Source - Alliance News

Alphawave IP Group PLC on Tuesday said financial performance in 2023 fell short of guidance.

The London-based designer of high-speed connectivity solutions swung to a pretax loss of $39.5 million in 2023, from a $17.2 million profit last year.

Revenue however increased by 74% to $321.7 million from $185.4 million.

Despite this considerable growth the company missed its guidance for the year with revenue was originally forecasted to fall between $340 million to $360 million.

Alphawave said the decision to accelerate its transition away from China and its legacy silicon business was the primary reason for this.
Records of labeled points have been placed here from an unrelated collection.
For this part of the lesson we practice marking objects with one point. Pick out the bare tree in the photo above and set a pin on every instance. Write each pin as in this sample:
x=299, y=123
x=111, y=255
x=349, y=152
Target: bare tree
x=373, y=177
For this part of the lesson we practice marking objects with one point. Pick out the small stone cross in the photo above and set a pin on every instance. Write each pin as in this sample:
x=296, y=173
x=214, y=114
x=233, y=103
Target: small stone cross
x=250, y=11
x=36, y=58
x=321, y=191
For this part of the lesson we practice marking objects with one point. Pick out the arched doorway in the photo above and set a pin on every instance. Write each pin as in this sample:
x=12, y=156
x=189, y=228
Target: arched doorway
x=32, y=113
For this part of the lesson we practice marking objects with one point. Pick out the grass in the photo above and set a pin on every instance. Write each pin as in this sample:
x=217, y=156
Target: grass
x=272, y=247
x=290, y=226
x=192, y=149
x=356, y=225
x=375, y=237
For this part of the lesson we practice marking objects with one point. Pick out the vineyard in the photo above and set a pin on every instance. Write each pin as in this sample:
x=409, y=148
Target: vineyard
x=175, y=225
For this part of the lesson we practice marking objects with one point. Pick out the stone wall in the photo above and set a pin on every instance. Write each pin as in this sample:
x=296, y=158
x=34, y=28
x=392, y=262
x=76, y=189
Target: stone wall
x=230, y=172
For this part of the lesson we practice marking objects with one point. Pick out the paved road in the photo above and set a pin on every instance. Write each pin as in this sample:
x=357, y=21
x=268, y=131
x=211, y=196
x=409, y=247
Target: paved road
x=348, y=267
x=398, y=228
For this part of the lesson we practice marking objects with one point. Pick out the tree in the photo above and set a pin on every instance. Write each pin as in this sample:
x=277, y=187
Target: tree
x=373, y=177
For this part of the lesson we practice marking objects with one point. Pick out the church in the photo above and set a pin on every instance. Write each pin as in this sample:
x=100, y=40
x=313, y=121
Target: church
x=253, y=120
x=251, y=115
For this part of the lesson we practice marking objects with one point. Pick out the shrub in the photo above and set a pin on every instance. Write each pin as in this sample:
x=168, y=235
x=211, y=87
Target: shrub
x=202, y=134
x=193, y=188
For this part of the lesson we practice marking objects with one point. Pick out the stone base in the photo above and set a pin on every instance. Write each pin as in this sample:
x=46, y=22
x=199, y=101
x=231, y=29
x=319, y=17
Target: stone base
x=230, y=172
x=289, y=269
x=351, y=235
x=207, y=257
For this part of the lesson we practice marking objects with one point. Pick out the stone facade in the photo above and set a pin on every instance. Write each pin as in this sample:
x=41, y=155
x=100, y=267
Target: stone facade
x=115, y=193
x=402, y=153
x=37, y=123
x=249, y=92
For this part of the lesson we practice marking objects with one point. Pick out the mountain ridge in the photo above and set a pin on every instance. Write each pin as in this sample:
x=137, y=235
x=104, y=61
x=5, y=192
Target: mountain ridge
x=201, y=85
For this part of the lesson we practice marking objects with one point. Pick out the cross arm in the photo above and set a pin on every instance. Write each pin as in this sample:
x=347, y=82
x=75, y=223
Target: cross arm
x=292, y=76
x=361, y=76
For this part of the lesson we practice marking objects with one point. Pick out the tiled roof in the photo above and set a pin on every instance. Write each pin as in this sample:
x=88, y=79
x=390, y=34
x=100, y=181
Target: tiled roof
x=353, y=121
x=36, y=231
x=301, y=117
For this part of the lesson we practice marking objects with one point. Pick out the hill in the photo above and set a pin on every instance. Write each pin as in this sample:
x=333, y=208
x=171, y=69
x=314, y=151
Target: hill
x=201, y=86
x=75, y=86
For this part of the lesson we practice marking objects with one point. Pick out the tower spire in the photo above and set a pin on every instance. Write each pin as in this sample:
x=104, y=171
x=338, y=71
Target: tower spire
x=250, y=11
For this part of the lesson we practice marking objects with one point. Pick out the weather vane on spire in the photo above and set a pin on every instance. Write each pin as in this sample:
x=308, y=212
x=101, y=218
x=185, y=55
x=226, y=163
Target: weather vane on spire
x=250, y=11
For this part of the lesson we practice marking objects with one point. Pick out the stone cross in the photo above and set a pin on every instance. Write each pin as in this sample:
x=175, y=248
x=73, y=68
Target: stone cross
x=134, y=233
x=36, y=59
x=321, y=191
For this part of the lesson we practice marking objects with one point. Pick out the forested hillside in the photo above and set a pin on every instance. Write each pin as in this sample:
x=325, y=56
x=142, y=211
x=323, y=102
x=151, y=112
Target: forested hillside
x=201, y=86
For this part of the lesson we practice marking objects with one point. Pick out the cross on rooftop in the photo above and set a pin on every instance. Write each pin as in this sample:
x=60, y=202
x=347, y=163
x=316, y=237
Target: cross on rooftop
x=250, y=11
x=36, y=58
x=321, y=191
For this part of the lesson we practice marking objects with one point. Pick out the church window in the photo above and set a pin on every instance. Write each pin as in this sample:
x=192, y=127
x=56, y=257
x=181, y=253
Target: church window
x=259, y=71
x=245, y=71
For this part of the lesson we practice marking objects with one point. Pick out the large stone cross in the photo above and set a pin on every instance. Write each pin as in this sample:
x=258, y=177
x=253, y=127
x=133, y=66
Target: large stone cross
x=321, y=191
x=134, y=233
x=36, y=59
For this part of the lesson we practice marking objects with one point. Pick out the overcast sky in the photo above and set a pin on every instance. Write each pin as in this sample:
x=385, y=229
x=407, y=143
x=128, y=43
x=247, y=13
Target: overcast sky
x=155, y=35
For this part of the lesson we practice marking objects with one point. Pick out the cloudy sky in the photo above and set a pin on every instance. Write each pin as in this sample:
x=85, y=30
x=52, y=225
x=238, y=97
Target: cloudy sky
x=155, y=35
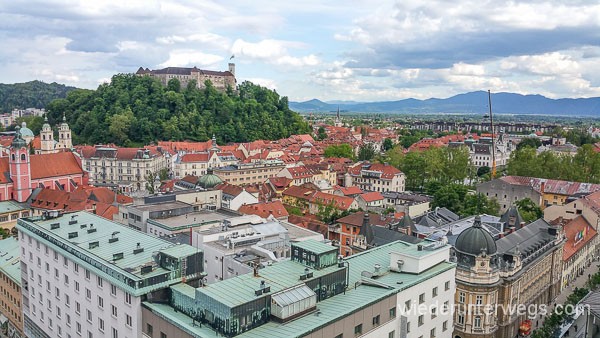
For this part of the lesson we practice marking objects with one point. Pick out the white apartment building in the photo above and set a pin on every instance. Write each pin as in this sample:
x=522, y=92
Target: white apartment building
x=85, y=276
x=125, y=169
x=375, y=177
Unchanged from last year, the company continues to pay no dividend to shareholders.

President and Chief Executive Officer Tony Pialis said: ‘In 2023 we delivered another year of strong revenue growth...while investing to support our growing pipeline and future revenue growth.’

‘Our pipeline reflects the strong momentum in the roll out of next generation AI and data centre infrastructure, and our quarter 1 bookings reflect that momentum.’

Alphawave started 2024 with first quarter new bookings up 20% to $117.9 million from $98.1 million.

Over the same period, licence and non-recurring engineering bookings increased by 75% to $108.9 million from $62.3 million.

Whilst royalties and silicon orders fell 75% to $9.0 million from $35.8 million, this is due to the company’s shift away from China.

Based on these results management remains confident in the company’s long term growth potential.

Alphawave shares were up 2.8% to 115.12 pence each in London on Tuesday morning.